We didn't hear him vocalise, which is too bad because they make some interesting sounds - not your typical hoot.  (Hear him here.)  It's the right time of year for them to nest and lay eggs, so he may have had a mate nearby.  We didn't see another, but they're typically cavity-nesters, so she would've been hidden.

We watched him for ten or fifteen minutes.  Gunnar was glad to be able to point him out to a couple other folks, walking by.  Oddly, one man asked me if I thought it was a pregnant female, since it was so big and puffy.

Um, sir.  It's a bird.  They lay eggs.  I'm pretty sure they don't gestate.

We finally walked on, down to the other pond, where we usually find ducks.  They're quite accustomed to people.  The very second the first piece of stale hamburger bun left Gunnar's hand, we had the attention of the whole flock.

In fact, sometimes they'll take food right from your hand, but they were a bit more skittish today.  The current was flowing faster and they had to keep moving all the time, just to keep their place.

If you're not familiar, they're common mallards.  The male has the iridescent teal-green head, while the female is spotted brown.  She has gorgeous indigo feathers near her tail, but they're not visible in this photo.  I always felt sorry for the females, being so drab.  And that's pretty common across the board, with birds anyway.  But then, the females usually stay on the nest to incubate the eggs, and it's much safer to be plain.  She wants to be unnoticed.

Boy were the drakes ever feisty.  Chasing each other around.  Maybe fighting over the bread, but probably over the females.

The females, on the other hand, were much calmer.  These girls hopped right out of the water and came around behind Gunnar, trying to get a bite they didn't have to fight for.

We usually make a big circle and come around the other side of the pond, but decided to retrace our steps and look for our friend again.

Yep, still there.  Up in a hemlock, surveying his kingdom.

We looked under his tree for pellets, but no luck this time.  We'll be back, though.


Rebecca D said...

Wow, how fun to spot an owl. We have on occasion spotted one too, but they are rarer then eagles to spot... At least around here. What a treat. (and the pregnant owl thing made me laugh out loud!)
As for the mallards, maybe we humans could learn something from them... Instead of the females dressing all up and parading in from of the men, hoping to catch ones eye, we should let them be all kinds of flashy and see if they are good enough to catch ours... (Well, not mine... I've done been caught... You know what I mean... right?)
PS. There are so many steps to leaving a comment on your blog these days with all the "saftey" settings, if I didn't really love ya, I wouldn't bother... Are you plagued by spam??

Q said...

Pregnant owl . . . HA!

dlefler said...

So very cool! I'd love to see an owl in the wild - we hear them all the time, but I've never seen one! We have a lot of barred owls in our area - we say that their hoot is, "Who cooks - who cooks for you?"

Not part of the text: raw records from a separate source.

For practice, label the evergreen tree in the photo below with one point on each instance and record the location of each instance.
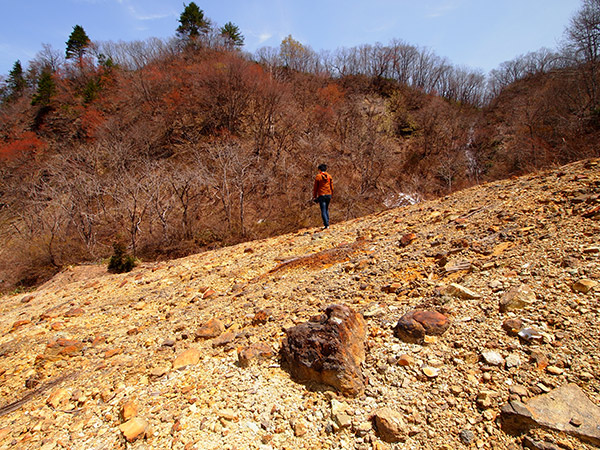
(232, 34)
(16, 81)
(45, 90)
(192, 22)
(78, 43)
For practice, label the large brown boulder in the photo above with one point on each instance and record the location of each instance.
(414, 325)
(328, 350)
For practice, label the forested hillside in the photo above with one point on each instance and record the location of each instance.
(171, 147)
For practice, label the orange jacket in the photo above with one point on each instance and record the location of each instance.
(323, 185)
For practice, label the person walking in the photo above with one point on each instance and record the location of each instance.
(322, 192)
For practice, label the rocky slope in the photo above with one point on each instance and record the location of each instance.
(149, 359)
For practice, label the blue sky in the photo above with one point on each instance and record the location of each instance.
(475, 33)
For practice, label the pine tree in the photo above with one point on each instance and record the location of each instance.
(192, 22)
(45, 90)
(78, 43)
(16, 82)
(232, 34)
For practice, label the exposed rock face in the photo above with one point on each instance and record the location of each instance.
(565, 409)
(328, 351)
(65, 376)
(414, 325)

It might be in the high 50's on Friday, and I'm keeping Nolan home from school. Maybe we'll head out to the Audubon Center!

Felicity said...

It's so nice to spot an owl. I love the way they look at you from up in their tree.
Beautiful photos!

sara said...

By "pellets" do you mean owl turds?

Herding Grasshoppers said...

Sara - Owls don't have teeth. They might tear their prey with their talons and beak, but I think they swallow a lot of small things whole. They digest what they can and regurgitate the rest.

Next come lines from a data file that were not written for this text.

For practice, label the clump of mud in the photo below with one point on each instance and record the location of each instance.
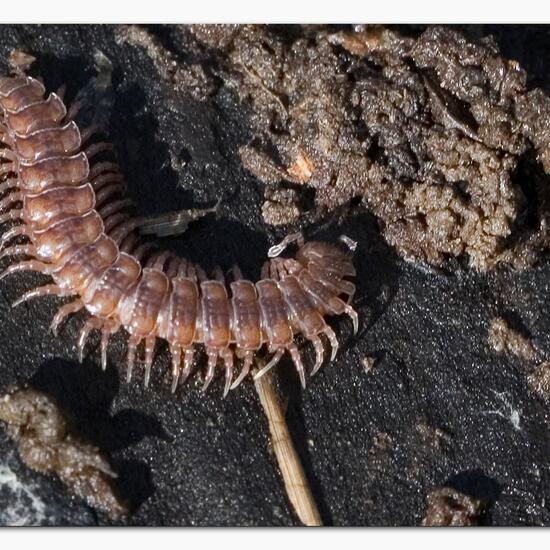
(447, 507)
(438, 135)
(49, 444)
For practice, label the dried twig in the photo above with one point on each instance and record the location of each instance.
(296, 484)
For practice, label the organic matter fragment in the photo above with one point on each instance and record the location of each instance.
(49, 444)
(448, 507)
(539, 380)
(186, 78)
(438, 135)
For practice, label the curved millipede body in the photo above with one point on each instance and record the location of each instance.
(70, 211)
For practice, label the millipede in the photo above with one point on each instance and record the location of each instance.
(70, 221)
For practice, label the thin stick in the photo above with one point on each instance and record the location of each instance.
(296, 484)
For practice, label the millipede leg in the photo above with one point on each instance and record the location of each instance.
(149, 354)
(7, 168)
(92, 323)
(108, 329)
(74, 109)
(319, 354)
(114, 207)
(236, 272)
(102, 167)
(133, 343)
(8, 154)
(109, 178)
(27, 265)
(96, 148)
(64, 311)
(217, 274)
(10, 200)
(354, 318)
(176, 365)
(297, 359)
(228, 362)
(108, 191)
(333, 341)
(187, 364)
(247, 365)
(19, 250)
(276, 250)
(212, 360)
(272, 362)
(7, 185)
(12, 215)
(87, 133)
(17, 231)
(46, 290)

Yes, the pellets look like turds, but they come out of their mouths. (You still have to be careful about germs.) The cool thing - if you're not too grossed out - is that the pellets dry out and you can pick them apart and try to figure out what the owl ate.

My boys have tried to reconstruct the skeletons of what were probably mice/voles/moles etc.

What can I say? We're geeky homeschoolers ;D

sara said...

Thank you for the information! My boys would love that. I do a good job of pretending not to be grossed out.

The dB family said...

I'm just a tad green with envy. We have great horned owls that migrate through, but I've only ever heard them. What a gift to get to see one in the day who could care less that your looking at him/her (after all she looks pregnant. Hahahaha!!)